Sabe aquela sensação de estar perto de algo familiar, mas ao mesmo tempo distante? É assim que me sinto em relação à Mata Atlântica. Vivemos nesse bioma, respiramos seu ar, mas tenho dúvidas se realmente a enxergamos. O dia 27 de maio foi dedicado a ela e essa pergunta se mostra não apenas relevante, mas urgente.

Passeando pelos museus vemos que sobram fotos antigas com homens brancos, sorridentes, ao lado de árvores enormes derrubadas. Parece que celebramos a ausência, a conquista sobre a floresta. A Mata Atlântica, casa de mais de 70% dos brasileiros, carrega a triste marca de ser o bioma mais ameaçado do país. Será que esse é o retrato que queremos deixar para as futuras gerações? Precisamos construir uma nova história!

É comum ouvir pessoas se referindo a um pedaço da nossa floresta como "mato". Mas isso parece diminuir a complexidade e a beleza que reside ali. Aquele conjunto de espécies não é um amontoado de plantas sem importância. É como chamar um quadro de Monet de "borrão". E a verdade é que a Mata Atlântica implora por nossa atenção, da nossa ação, pela urgente regeneração de suas áreas degradadas.

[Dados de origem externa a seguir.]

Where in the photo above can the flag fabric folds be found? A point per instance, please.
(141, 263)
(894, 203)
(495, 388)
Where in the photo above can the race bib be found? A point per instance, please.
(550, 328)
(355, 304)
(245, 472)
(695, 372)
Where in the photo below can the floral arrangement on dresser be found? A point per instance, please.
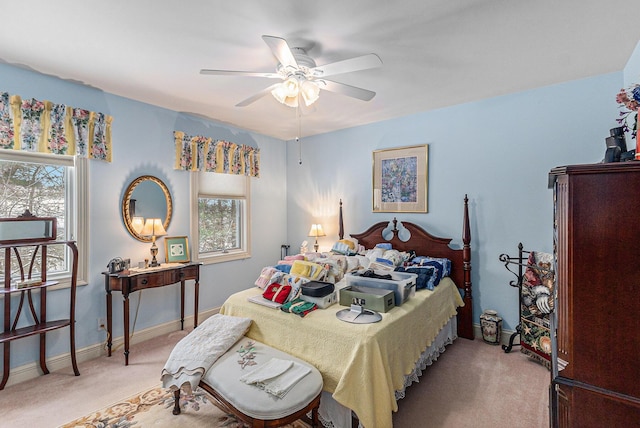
(629, 101)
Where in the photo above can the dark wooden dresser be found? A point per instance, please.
(596, 349)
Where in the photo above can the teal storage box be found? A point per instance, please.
(403, 284)
(376, 299)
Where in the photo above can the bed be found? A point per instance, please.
(362, 370)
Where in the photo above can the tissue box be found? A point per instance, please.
(403, 284)
(376, 299)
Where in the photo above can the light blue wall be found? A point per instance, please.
(143, 144)
(498, 151)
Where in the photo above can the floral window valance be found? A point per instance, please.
(197, 153)
(46, 127)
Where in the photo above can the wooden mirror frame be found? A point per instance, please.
(126, 205)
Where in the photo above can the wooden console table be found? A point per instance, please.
(132, 280)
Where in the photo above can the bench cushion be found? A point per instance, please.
(224, 377)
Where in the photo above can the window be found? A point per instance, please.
(220, 217)
(49, 186)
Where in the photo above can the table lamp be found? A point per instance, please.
(315, 231)
(153, 227)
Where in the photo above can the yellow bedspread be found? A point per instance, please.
(362, 365)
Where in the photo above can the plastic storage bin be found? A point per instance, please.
(403, 284)
(376, 299)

Dias atrás, uma colega educadora me contou algo muito legal. Ela disse que para avaliar o que as crianças absorvem numa visita a um parque natural, é pedido para desenharem uma floresta antes e depois do passeio. No primeiro desenho, geralmente surge um verde meio sem graça e com poucos detalhes. Mas depois da experiência na floresta… ah, o papel ganha vida! Uma infinidade de árvores, flores coloridas, bichos no chão e sobre as árvores. É como se os olhos se abrissem para um mundo novo!

Eu confesso que não sou um bom desenhista, mas tive a sorte de caminhar por florestas com pessoas que me ajudaram a conhecer minúcias. Os técnicos da universidade e diversos colegas de trabalho, com seu olhar treinado, apontavam cada detalhe, cada planta rara e cada animal camuflado. Os professores, com a ciência na ponta da língua, me mostravam as intrincadas relações ecológicas. Meus amigos e familiares, com o coração aberto à natureza, compartilhavam sua admiração. Até as crianças, com sua curiosidade aguçada, me fizeram notar coisas que passavam despercebidas.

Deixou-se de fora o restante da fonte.